Monday, October 29, 2007
Free Trade has for some time been a driving force behind United States foreign relations and the role many Americans envision for their nation in the twenty-first century. Scholars, economists, innovators and businessmen and women envision a global marketplace where trade barriers have been drastically lowered or eliminated altogether; where products are more easily distributed worldwide and exchanged freely internationally as well as domestically.
Free trade, of course, is not an idea that has arrived without protest. There are concerns that unique cultures and the identities of underdeveloped nations will fall prey to the larger international market, as purveyors of locally produced goods are driven out of business by large corporations producing similar goods for less elsewhere. Yet when two modern and industrially developed nations engage each other in free trade, there cannot be much doubt that the relationship is beneficial for both.In this light, there is much to gain and little to lose when it comes to a Free Trade Agreement (FTA) between the United States and Taiwan.
Proponents of such a bilateral international deal on both sides of the Pacific have brought forth various proposals for a Taiwan-U.S. Free Trade Agreement, or TUFTA. Beginning in 2001 with the introduction of a bill by Senator Max Baucus of Montana (D) entitled, “United States-Taiwan Free Trade Agreement Act of 2001,” members of Congress from both sides of the aisle have increasingly sought to hammer out a finalized version of TUFTA for approval by the governments of the United States and Taiwan.
Most recently, on May 1, 2007, House Concurrent Resolution 137 was introduced by Congresswoman Shelley Berkley of Nevada (D) on behalf of herself and Congressmen Jim Ramstad (R-MN), Robert Wexler (D-FL), Steve Chabot (R-OH) and Dana Rohrabacher (R-CA). The bill would express “the sense of the Congress that the United States should increase trade opportunities with Taiwan by launching negotiations without delay to enter into a free trade agreement with Taiwan.” H. Con. Res. 137 currently has 27 cosponsors and is awaiting action by the House Subcommittee on Trade.
We believe that a Free Trade Agreement between Taiwan and the United States is an important next step in preserving and strengthening the economic and strategic alliance between Taiwan and the United States. Taiwan is a natural economic hub for the East Asia and Pacific region, and by negotiating lower trade barriers, the U.S. government will secure an arrangement in which American firms will be better able to access supply chains throughout the region (including in China) by participating in Taiwan’s marketplace. Taiwan too will benefit by increasing the level of bilateral trade with its fourth largest trading partner and introducing American influence and competition into its large yet underdeveloped domestic services sector.

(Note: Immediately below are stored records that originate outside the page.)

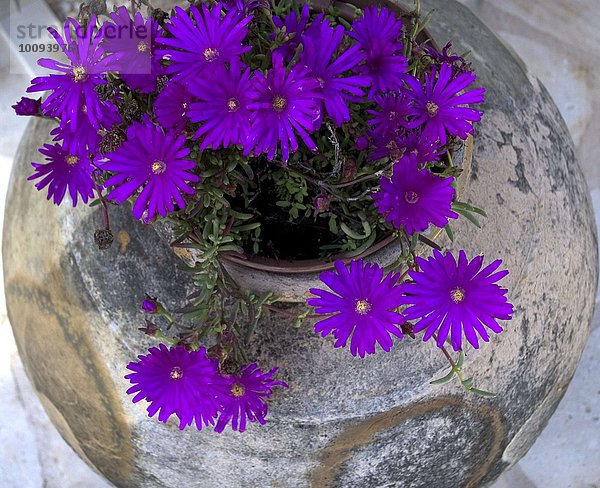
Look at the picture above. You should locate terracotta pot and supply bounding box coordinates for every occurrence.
[3,0,598,488]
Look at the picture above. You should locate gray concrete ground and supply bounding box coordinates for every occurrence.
[0,0,600,488]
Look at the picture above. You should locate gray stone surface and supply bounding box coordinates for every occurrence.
[3,0,598,488]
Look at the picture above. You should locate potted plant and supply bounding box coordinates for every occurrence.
[7,0,596,485]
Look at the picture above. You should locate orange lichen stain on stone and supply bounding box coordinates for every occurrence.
[311,396,506,488]
[6,267,134,486]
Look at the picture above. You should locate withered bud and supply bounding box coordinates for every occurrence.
[94,229,114,250]
[119,98,142,122]
[207,344,227,363]
[138,320,158,337]
[150,8,169,27]
[98,125,125,154]
[400,322,416,339]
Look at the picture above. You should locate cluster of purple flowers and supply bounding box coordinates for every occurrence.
[14,0,513,432]
[15,0,483,226]
[125,344,287,432]
[307,254,513,357]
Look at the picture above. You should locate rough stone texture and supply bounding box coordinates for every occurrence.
[4,0,597,488]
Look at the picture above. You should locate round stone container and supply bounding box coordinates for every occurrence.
[3,0,598,488]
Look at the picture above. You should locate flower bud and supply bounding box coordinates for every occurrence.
[12,97,42,115]
[142,295,159,314]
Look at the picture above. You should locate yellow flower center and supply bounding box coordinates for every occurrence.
[231,383,246,397]
[425,102,440,117]
[355,300,373,315]
[273,95,287,112]
[73,66,87,83]
[227,98,240,112]
[169,366,183,380]
[450,287,465,303]
[203,47,219,63]
[404,190,419,203]
[152,159,167,175]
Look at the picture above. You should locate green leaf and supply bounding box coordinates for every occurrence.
[454,208,481,229]
[456,351,465,369]
[347,232,377,257]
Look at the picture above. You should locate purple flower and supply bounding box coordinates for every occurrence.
[306,259,406,358]
[401,250,513,351]
[369,131,444,167]
[405,63,485,146]
[154,82,196,132]
[125,344,227,430]
[300,16,370,127]
[102,7,165,93]
[188,62,257,150]
[27,16,110,129]
[349,6,408,98]
[158,3,252,81]
[373,161,458,235]
[27,144,94,207]
[102,120,200,219]
[244,53,320,164]
[215,364,288,432]
[367,92,418,137]
[271,3,310,63]
[221,0,269,15]
[12,97,42,115]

Taiwan already heavily imports quality U.S. agricultural goods such as beef, fruits, and nuts, and these imports would expand under lower tariff rates. Taiwan’s consumers would benefit from lower overall prices while American farmers, ranchers and growers would benefit from an expanded market for their products. In short, the current proposal for TUFTA would enhance and catalyze an already symbiotic economic relationship.Every year that passes without the creation of a United States-Taiwan Free Trade Agreement represents a massive missed opportunity worth billions of U.S. dollars in terms of bilateral trade and the strengthening of commercial networks in the western Pacific Rim.
As the United States continues to expand its international Free Trade portfolio, we can only hope that TUFTA appears at or near the top of the list.